I want them to feel empowered that they are an important part of a team, that their presence is vital and that they add to the success of the team as a whole,”

— coach Kim Hansen

However, coaches are not the only ones feeling the wrath of the virus. For both instructors and athletes alike, these changes have taken some getting used to.

I definitely think that having to get used to wearing the mask has been the hardest because just like any other sport it does kind of get in the way and also worrying about contact tracing,” Grokhovskaya said.

As the team continues to carry out necessary safety precautions, they keep open communication between athletes and parents to allow everyone to feel as safe as possible, one of coach Kim Hansen’s main goals.

“The main change is the requirement of the athletes to wear masks and to have temperature checks before practice,” Hansen said via email. “Of course, we also keep a line of communication open at all times regarding any potential exposures so that everyone feels comfortable that if an athlete is at practice, she is not concerned that she is bringing any exposure to her teammates.”

Although the pandemic has caused a deal of uncertainty amongst all, both coaches still plan on instilling a lesson in each of their athletes as they help each member pursue their goals.

“It is very important that for each and every athlete, they know that with every commitment and a great deal of patience and hard work, anything is possible,” Cushley said. “That the lessons of discipline will help define you far beyond a synchro team.
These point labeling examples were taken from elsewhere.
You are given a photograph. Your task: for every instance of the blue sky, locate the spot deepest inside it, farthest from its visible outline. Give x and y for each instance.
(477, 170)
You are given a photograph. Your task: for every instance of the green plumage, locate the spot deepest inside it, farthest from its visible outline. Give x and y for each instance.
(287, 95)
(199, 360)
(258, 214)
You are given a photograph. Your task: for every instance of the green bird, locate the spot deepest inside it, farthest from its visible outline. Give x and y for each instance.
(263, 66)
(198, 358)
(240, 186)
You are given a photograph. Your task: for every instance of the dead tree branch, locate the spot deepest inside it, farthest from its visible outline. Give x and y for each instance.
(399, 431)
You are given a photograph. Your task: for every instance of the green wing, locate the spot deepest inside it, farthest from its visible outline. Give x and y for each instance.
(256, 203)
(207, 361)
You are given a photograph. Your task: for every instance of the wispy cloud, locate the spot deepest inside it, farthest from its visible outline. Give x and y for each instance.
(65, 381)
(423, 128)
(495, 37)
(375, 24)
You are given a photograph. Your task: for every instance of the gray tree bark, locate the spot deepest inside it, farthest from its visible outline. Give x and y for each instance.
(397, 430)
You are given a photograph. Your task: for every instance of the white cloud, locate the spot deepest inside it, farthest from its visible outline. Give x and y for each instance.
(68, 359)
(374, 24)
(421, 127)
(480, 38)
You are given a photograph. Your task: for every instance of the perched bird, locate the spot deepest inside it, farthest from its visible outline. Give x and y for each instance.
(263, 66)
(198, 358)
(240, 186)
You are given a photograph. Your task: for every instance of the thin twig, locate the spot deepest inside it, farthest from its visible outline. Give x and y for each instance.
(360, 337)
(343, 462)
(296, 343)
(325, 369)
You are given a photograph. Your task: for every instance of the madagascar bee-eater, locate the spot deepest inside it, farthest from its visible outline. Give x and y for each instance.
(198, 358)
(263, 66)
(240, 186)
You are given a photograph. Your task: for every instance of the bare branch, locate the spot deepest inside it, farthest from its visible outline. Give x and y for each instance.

To be a well-rounded athlete and skater takes much more than just knowing how to skate. It takes teamwork, motivation, loyalty and knowing when to have fun and when it’s time to be serious.”

The coaches want their athletes to not only leave the ice with a greater outlook on life, but a greater outlook on their future feeling confident in their ability to succeed later.

“I want them to feel empowered that they are an important part of a team,” Hansen said. “That their presence is vital and that they add to the success of the team as a whole.  This experience is different than being part of a group of friends as it carries a specific goal and while these girls are friends, they are also coworkers, colleagues, and teammates.”

However, both coaches share a common goal, preparing their students for their future by giving them the confidence to carry them throughout life.

“By far the most important trait in a skater is discipline,” Hansen said. “Not everyone has the same talent, but the disciplined skater with a true love of the sport will go the farthest. Hard work, a positive attitude, and a general desire to be the best skater one can be will carry an athlete a long way.”